No pude evitar la tentación de robarle un beso suave que me dejó su sabor a cereza y disfruté la sensación de rozar su piel dormida pero erizada por el frío y arañada por la pasión de los azotes propinados en el castigo.

Tal fue mi excitación que me arriesgué a ser juzgado por traición y la poseí allí mismo en un breve pero intenso momento de locura que se repite en mis sueños cada noche. Su cuerpo desmadejado se dejó acomodar para abrir sus labios a mi duro miembro que se disolvió en un éxtasis total.

Fue un momento después de mi placer cuando se abrieron sus ojos verdes que me miraron sorprendidos. No hubo tiempo de más pues se oyeron ruidos en la puerta y ella fingió seguir sin sentido.

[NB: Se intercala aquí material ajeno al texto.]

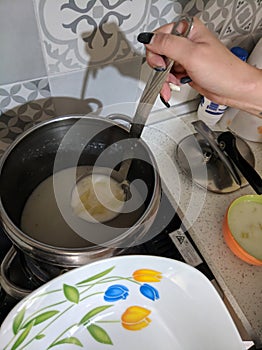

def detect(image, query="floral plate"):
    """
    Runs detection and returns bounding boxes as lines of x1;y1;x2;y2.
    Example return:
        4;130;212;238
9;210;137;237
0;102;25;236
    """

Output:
0;255;244;350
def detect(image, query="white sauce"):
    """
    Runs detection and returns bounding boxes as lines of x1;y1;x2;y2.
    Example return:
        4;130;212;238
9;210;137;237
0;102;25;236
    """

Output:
21;166;145;248
71;174;126;223
228;201;262;260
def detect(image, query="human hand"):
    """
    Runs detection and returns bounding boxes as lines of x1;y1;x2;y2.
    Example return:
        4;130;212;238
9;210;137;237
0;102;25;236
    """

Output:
137;17;262;118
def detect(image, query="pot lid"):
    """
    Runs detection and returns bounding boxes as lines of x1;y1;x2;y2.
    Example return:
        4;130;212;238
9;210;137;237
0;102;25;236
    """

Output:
175;131;255;194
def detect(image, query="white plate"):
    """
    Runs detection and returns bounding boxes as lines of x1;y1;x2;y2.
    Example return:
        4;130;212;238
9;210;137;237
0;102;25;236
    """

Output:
0;255;244;350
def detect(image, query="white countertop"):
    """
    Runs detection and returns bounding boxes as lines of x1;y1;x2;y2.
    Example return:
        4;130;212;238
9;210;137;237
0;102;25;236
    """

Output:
143;109;262;347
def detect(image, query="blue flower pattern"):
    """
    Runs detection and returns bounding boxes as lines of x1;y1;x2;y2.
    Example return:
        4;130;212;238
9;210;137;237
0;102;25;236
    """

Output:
140;284;159;301
104;282;160;303
104;284;129;302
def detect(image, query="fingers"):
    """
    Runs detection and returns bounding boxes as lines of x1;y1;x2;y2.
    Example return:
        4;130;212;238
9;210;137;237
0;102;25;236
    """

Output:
160;82;172;106
137;17;211;105
137;17;212;70
142;32;195;69
159;72;183;103
146;50;166;71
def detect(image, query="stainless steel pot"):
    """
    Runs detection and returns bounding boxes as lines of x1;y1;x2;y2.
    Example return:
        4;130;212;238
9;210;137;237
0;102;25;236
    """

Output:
0;115;161;273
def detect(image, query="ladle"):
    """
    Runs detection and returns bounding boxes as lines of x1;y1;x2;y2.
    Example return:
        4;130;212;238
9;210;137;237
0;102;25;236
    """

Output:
71;16;194;223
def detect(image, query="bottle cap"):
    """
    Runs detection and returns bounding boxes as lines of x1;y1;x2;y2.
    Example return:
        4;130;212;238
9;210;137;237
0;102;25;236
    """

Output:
230;46;249;61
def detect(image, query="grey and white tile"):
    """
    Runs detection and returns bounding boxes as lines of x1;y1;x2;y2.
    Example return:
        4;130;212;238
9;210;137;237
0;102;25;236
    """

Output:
34;0;151;74
196;0;234;34
142;0;234;36
219;0;262;49
146;0;183;31
0;78;56;155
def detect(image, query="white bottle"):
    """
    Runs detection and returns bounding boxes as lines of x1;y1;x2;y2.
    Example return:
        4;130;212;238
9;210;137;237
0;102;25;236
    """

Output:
197;46;249;127
197;97;228;126
220;38;262;142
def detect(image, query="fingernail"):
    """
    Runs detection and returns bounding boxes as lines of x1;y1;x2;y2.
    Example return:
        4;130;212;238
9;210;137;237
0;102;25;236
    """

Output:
180;76;192;84
160;95;170;108
137;32;154;44
154;66;166;72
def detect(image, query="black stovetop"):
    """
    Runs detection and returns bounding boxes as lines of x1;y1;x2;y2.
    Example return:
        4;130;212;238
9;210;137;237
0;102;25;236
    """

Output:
0;192;214;326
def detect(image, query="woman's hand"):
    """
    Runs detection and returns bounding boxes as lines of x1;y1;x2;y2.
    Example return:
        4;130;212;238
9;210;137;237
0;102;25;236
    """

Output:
137;17;262;118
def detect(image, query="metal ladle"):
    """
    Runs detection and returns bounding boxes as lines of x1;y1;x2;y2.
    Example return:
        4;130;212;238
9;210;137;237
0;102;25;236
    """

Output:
71;16;194;223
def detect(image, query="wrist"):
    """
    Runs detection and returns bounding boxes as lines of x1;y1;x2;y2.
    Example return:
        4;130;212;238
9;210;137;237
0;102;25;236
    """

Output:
232;66;262;118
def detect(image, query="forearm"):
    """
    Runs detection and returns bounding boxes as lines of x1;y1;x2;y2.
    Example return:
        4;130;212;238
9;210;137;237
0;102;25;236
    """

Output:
232;66;262;118
191;64;262;118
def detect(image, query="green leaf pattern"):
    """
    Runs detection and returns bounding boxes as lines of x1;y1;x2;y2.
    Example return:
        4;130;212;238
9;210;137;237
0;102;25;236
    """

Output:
87;324;113;345
80;305;113;325
11;321;34;350
22;311;60;329
3;265;159;349
63;284;80;304
35;334;45;340
76;266;115;285
12;307;26;335
50;337;83;348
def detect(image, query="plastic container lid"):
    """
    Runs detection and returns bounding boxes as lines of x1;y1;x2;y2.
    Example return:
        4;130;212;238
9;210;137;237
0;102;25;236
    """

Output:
230;46;249;61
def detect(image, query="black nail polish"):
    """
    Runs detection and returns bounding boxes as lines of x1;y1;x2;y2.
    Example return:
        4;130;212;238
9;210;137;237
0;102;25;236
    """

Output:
137;32;154;44
160;95;170;108
180;76;192;84
154;66;166;72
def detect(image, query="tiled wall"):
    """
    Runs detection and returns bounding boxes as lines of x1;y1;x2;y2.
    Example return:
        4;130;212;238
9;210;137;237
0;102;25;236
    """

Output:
0;0;261;155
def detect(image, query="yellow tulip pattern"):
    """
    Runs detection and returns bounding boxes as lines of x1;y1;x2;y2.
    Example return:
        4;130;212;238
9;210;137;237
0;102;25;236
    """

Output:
5;266;163;349
132;268;162;282
121;306;151;331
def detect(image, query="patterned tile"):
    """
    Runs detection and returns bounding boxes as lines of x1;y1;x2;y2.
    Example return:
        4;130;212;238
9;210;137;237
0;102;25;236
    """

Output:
219;0;262;48
196;0;234;34
0;79;56;156
146;0;183;31
35;0;151;74
181;0;234;34
0;79;51;113
145;0;235;36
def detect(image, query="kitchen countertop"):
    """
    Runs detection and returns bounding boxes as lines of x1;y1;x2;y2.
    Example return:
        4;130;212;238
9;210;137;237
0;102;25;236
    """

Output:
143;108;262;347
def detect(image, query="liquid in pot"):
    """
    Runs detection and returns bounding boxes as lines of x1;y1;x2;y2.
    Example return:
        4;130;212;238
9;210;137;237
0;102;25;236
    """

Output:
71;173;126;223
20;166;145;249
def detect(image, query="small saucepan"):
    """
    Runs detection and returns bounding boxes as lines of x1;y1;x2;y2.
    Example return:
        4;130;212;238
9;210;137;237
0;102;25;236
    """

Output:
0;115;161;291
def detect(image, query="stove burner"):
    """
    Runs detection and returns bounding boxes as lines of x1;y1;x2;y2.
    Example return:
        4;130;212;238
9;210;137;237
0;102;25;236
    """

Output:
0;247;42;297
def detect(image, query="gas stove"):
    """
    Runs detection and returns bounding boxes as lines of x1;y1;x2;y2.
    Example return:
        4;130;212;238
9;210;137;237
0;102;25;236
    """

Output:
0;192;215;326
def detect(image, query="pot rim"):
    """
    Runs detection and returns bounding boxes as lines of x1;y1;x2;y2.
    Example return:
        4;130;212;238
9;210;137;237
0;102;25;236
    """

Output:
0;115;161;258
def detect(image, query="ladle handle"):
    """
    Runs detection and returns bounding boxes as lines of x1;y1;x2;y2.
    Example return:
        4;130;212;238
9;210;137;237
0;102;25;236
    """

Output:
217;131;262;195
117;63;172;179
130;16;194;139
129;60;174;139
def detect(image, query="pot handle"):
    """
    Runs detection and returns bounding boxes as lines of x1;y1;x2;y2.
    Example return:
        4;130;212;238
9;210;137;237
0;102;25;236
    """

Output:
106;113;133;129
217;131;262;195
0;246;32;299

Su actitud me salvó la vida y me dio alas para sentirme aceptado. Tras el ruido llegó el escudero del conde quien me ordenó llevarla a la torre después de cubrirle con una manta.
Cargué con su cuerpo, mas liviano de lo que esperaba, feliz de mantener el contacto con sus formas memorizadas en un instante. Al llegar a la torre el escudero me indicó que la dejara sobre la cama y la tapara. Le pregunté si encendía la chimenea ya que refrescaba con la tormenta y me dejó encerrado con ella para volver más tarde.

En esos minutos que tardó en bajar a hablar con el conde perdí del todo el norte y abrazado a mi locura le juré sacarla de su prisión como si supiera cómo escapar de la torre oscura. Ella lloró de felicidad y yo de compasión y miedo por la suerte que nos esperaba si algo fallaba en el plan que estaba tramando mientras le besaba y frotaba las manos arrodillado ante mi diosa pálida.

Tuve que afanarme para encender el fuego antes de que volviera el escudero mientras ella me decía que se mataría si no la salvaba del dominio del conde antes del otoño.